Se a existência de partidos é, só por si, sinónimo da de democracia, se calhar o regime de Salazar também era democrático. Para haver democracia, julgam alguns peregrinos das causas humanas, é preciso que o poder não esteja na mão de uma só pessoa, é preciso que o poder legislativo seja eleito, que o poder executivo seja eleito, ou que emane do poder legislativo eleito, que o poder judicial seja independente, que o Povo saiba quem elege ou quem não elege. Nada disto é verdade em Angola.

Assim, o presidente da República é o “cabeça de lista” do partido mais votado, mesmo que só consiga – por exemplo – 25% dos votos (não será o caso do MPLA que é bem capaz de passar os 100%).

Além disso, o presidente escolhe o Vice-Presidente, todos os juízes do Tribunal Constitucional, todos os juízes do Supremo Tribunal, todos os juízes do Tribunal de Contas, o Procurador-Geral da Republica, o Chefe de Estado Maior das Forças Armadas, os Chefes do Estado Maior dos seus diversos ramos.

Melhor do que isto… nem mesmo Jean-Bédel Bokassa, Idi Amin Dada ou Mobutu Sese Seko.

Luís Neto Kiambata disse ainda que o país abraçou uma democracia multipartidária, definindo Angola como um “Estado democrático de direito”, com a implementação de reformas profundas na democratização da vida política, no desenvolvimento do sector privado, da sociedade civil com a participação nas estruturas políticas e sindicais.

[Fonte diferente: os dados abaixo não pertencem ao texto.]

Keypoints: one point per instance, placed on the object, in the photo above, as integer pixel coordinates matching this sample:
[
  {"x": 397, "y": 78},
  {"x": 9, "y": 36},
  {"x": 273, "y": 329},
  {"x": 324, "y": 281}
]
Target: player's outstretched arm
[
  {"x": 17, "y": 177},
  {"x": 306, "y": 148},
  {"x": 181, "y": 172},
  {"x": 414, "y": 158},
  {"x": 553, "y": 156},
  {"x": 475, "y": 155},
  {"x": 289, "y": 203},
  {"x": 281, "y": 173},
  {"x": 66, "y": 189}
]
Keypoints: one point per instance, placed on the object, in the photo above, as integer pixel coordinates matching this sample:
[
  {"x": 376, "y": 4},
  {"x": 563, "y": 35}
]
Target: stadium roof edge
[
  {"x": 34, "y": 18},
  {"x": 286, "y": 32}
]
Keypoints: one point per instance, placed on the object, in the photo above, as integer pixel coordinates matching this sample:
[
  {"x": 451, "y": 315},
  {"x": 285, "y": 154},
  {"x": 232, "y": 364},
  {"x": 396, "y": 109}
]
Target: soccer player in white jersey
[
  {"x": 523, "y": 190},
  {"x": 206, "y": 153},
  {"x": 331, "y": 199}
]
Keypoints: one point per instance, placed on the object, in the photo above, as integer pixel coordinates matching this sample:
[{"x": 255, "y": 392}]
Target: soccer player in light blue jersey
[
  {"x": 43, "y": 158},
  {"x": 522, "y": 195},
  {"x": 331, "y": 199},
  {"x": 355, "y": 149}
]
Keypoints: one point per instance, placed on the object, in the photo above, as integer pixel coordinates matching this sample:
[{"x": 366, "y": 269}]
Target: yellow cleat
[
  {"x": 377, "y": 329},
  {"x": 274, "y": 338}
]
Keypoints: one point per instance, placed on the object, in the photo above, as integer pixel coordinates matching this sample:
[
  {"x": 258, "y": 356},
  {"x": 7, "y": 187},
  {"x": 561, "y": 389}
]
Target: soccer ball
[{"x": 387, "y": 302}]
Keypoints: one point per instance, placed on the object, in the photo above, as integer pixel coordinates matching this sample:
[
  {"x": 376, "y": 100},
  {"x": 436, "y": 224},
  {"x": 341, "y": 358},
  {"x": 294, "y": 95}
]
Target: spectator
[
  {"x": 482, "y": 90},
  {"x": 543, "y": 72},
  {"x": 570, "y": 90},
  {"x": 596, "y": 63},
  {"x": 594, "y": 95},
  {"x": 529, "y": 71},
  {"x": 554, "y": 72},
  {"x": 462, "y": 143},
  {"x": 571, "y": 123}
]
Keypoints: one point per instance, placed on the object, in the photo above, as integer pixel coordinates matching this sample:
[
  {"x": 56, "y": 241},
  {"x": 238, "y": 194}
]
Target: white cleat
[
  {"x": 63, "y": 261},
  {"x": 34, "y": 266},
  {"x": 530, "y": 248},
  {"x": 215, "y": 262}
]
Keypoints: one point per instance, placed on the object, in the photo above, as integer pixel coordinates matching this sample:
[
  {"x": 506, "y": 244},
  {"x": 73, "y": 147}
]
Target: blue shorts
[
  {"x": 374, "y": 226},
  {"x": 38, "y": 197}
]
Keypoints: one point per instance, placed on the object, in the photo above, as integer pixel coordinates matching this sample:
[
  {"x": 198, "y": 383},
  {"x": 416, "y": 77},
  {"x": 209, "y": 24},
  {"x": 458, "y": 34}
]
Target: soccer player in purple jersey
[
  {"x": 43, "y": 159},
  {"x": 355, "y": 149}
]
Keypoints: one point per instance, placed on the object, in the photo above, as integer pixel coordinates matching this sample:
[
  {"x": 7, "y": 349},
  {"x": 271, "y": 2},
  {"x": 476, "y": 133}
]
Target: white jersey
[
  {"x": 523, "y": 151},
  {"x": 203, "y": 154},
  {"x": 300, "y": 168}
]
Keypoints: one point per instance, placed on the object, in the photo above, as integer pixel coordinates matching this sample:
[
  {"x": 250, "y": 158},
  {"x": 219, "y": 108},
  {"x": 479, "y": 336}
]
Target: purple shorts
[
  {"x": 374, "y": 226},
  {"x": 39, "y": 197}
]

Está visto que Luís Neto Kiambata consegue pensar com a cabeça do seu “querido líder”. Não tem aliás, outro remédio. Se se atrever a pensar pela sua própria cabeça, corre o sério risco de cometer um crime contra a segurança do Estado e, como outros, entrar na cadeia alimentar dos jacarés.
“Nestes 40 anos de Independência e alcance da paz, há muita coisa ainda por fazer nos vários sectores. Existem ainda dificuldades nas áreas da saúde, educação, saneamento básico, pobreza e corrupção, males estes, alguns deles causados por nós próprios”, declarou.

Então Luís Neto Kiambata? Ainda existem dificuldades na saúde, educação, saneamento básico, pobreza e corrupção? O que terá o MPLA andado a fazer desde 1975 e, mais concretamente, desde 2002? Pois! Andou a fazer com que os seus mais altos dignitários multiplicassem os seus milhões enquanto, no mesmo país, milhões de cidadãos multiplicaram a fome com a miséria.